Another recent method, UMAP, has seen a large rise in popularity (at least in single cell transcriptomics) (McInnes, Healy, and Melville 2018). It is a method that is related to LargeVis (Tang et al. 2016), and like t-SNE acts on the k-nearest neighbour graph. Its main differences are that it uses a different cost function (cross entropy) which is optimized using stochastic gradient descent and defines a different kernel for similarities in the low dimensional space. Due to its computational speed it is possible to generate UMAP embeddings in more than three dimensions. It appears to suffer from the same perceptual issues as t-SNE, however it supposedly preserves global structure better than t-SNE (Coenen and Pearce 2019).

5.2.1 Tours explore the subspace of \(d\)-dimensional projections

The tour is a visualisation technique that is grounded in mathematical theory, and is able to ascertain the shape and global structure of a dataset via inspection of the subspace generated by the set of low-dimensional projections (Asimov 1985; Buja and Asimov 1986).

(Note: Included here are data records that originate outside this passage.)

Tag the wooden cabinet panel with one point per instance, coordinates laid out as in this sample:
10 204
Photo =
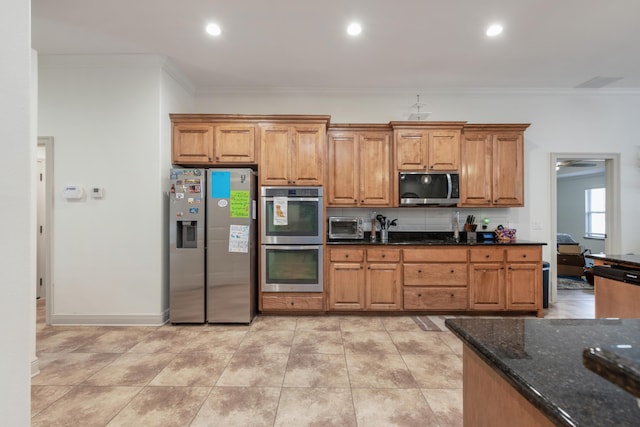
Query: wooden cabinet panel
488 254
524 286
444 150
307 155
435 254
486 286
292 303
359 168
476 170
435 298
292 154
375 169
383 288
274 155
383 255
411 149
524 254
235 143
346 286
435 274
346 255
492 165
343 186
508 170
192 144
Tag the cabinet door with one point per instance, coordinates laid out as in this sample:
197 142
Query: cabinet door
508 171
486 286
444 150
383 290
476 170
235 144
346 286
307 155
524 286
375 169
192 144
274 155
343 185
411 149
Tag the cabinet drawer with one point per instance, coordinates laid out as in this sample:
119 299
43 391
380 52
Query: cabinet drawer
435 254
383 255
525 253
351 255
489 254
435 274
435 298
293 303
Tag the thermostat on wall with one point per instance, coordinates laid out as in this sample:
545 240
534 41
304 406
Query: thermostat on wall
73 192
97 192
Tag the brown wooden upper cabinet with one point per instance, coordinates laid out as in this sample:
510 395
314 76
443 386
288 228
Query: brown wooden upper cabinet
213 143
427 146
292 154
492 165
359 165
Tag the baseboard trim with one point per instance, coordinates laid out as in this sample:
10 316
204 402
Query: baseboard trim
35 367
111 319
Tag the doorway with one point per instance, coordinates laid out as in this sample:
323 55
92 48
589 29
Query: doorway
576 164
44 223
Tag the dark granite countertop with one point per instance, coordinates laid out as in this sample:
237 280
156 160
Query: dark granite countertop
630 260
426 239
618 363
542 360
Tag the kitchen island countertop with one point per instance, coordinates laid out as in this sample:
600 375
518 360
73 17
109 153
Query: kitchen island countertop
542 359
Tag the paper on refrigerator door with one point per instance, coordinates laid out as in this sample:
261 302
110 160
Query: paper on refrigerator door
280 205
239 238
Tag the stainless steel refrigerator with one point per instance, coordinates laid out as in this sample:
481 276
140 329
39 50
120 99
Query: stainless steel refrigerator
213 246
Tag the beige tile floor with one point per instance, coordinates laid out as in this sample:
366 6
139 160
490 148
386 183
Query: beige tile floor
279 371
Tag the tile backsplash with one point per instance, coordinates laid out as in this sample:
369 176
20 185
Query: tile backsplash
430 219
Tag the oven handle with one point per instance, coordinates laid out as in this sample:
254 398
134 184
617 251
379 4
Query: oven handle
303 246
297 199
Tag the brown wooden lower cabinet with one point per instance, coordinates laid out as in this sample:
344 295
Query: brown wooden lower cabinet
616 299
292 302
490 401
423 298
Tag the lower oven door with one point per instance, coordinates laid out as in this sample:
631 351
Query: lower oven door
291 268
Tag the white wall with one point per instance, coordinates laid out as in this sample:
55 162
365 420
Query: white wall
106 114
569 122
571 203
17 245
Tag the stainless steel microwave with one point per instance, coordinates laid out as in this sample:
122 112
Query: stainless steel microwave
429 188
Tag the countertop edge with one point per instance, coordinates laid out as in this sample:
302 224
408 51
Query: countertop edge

Like when using other DR techniques, the tour assumes we have a real data matrix \(X\) consisting of \(n\) observations in \(p\) dimensions. First, the tour generates a sequence of \(p \times d\) orthonormal projection matrices (bases) \(A_{t \in \mathbb{N}}\), where \(d\) is typically \(1\) or \(2\). For each pair of orthonormal bases \(A_{t}\) and \(A_{t+1}\) that are generated, the geodesic path between them is interpolated to form intermediate frames, and giving the sense of continuous movement from one basis to another. The tour is then the continuous visualisation of the projections \(Y_{t} = XA_{t}\), that is the projection of \(X\) onto \(A_{t}\) as the tour path is interpolated between successive bases. A grand tour corresponds to choosing new orthonormal bases at random; allowing a user to ascertain structure via exploring the subspace of \(d\)-dimensional projections. In practice, we first sphere our data via principal components to reduce dimensionality of \(X\) prior to running the tour. Instead of picking projections at random, a guided tour can be used to generate a sequence of ‘interesting’ projections as quantified by an index function (Cook et al. 1995). While our software, liminal, is able to visualise guided tours, our focus in the case studies uses the grand tour to see global structure in the data.